O café da manhã do americano pode ficar mais caro com o tarifaço de 50% de Donald Trump sobre produtos brasileiros, o que pode ser uma ajuda na argumentação dos brasileiros sobre o absurdo da taxa.
O consumo nos Estados Unidos tem certa dependência do café e do suco de laranja exportados pelo Brasil. A produção nacional da bebida responde por muito mais do que a metade – cerca de 70% – das importações americanas do produto, segundo a Associação Nacional dos Exportadores de Sucos Cítricos (CitrusBR). E conforme a Associação Brasileira da Indústria de Café (Abic), 34% de todo o grão consumido pelos americanos é brasileiro.
A partir de 1º de agosto, os dois produtos – e qualquer outro exportado pelo Brasil – vão ser taxados em 50% quando entrarem nos EUA, pressionando o preço final. Os importadores que, formalmente, arrecadam o imposto elevado por Trump. No entanto, como impostos fazem parte do custo, não são os compradores que costumam arcar com o valor. O resultado é que os consumidores americanos podem acabar pagando o tarifaço, o que tem potencial de elevar a pressão para Trump aliviar a medida.
Vai dar certo? Ainda não se sabe, mas duas importadoras de suco de laranja, Johanna Foods e Johanna Beverage Company, já recorreram contra o tarifaço de 50%. Uma das formas estudadas pelo Brasil para fazer frente às novas taxas é justamente se aliar às empresas que compram produtos brasileiros.
Do outro lado da equação, dados do Ministério do Desenvolvimento, Indústria, Comércio e Serviços (Mdic), de janeiro a junho de 2025, mostram que os EUA absorvem boa parte da produção dos dois segmentos.

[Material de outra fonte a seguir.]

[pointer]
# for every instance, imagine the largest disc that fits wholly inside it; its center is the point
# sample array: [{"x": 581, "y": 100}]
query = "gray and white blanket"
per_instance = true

Do total de café exportado pelo Brasil no período (US$ 7,8 bilhões), 16,6% (US$ 1,3 bilhão) vão para os lares americanos. No caso do suco de laranja, a dependência do mercado dos EUA é maior, porque absorve 43,6% (US$ 654,7 milhões) de tudo o que é comercializado com outros países (US$ 1,5 bilhão).
E os ovos, que Fraga cita em sua charge? As vendas brasileiras aos EUA decolaram 816% de janeiro e abril, comparadas às do mesmo período de de 2024. Isso ocorreu porque o surto de gripe aviária por lá aniquilou aves e fez os preços também decolarem. Por isso, os americanos autorizaram, em fevereiro, a importação de ovos para consumo humano do Brasil. Depois disso, os EUA também se tornaram os maiores compradores do produto brasileiro.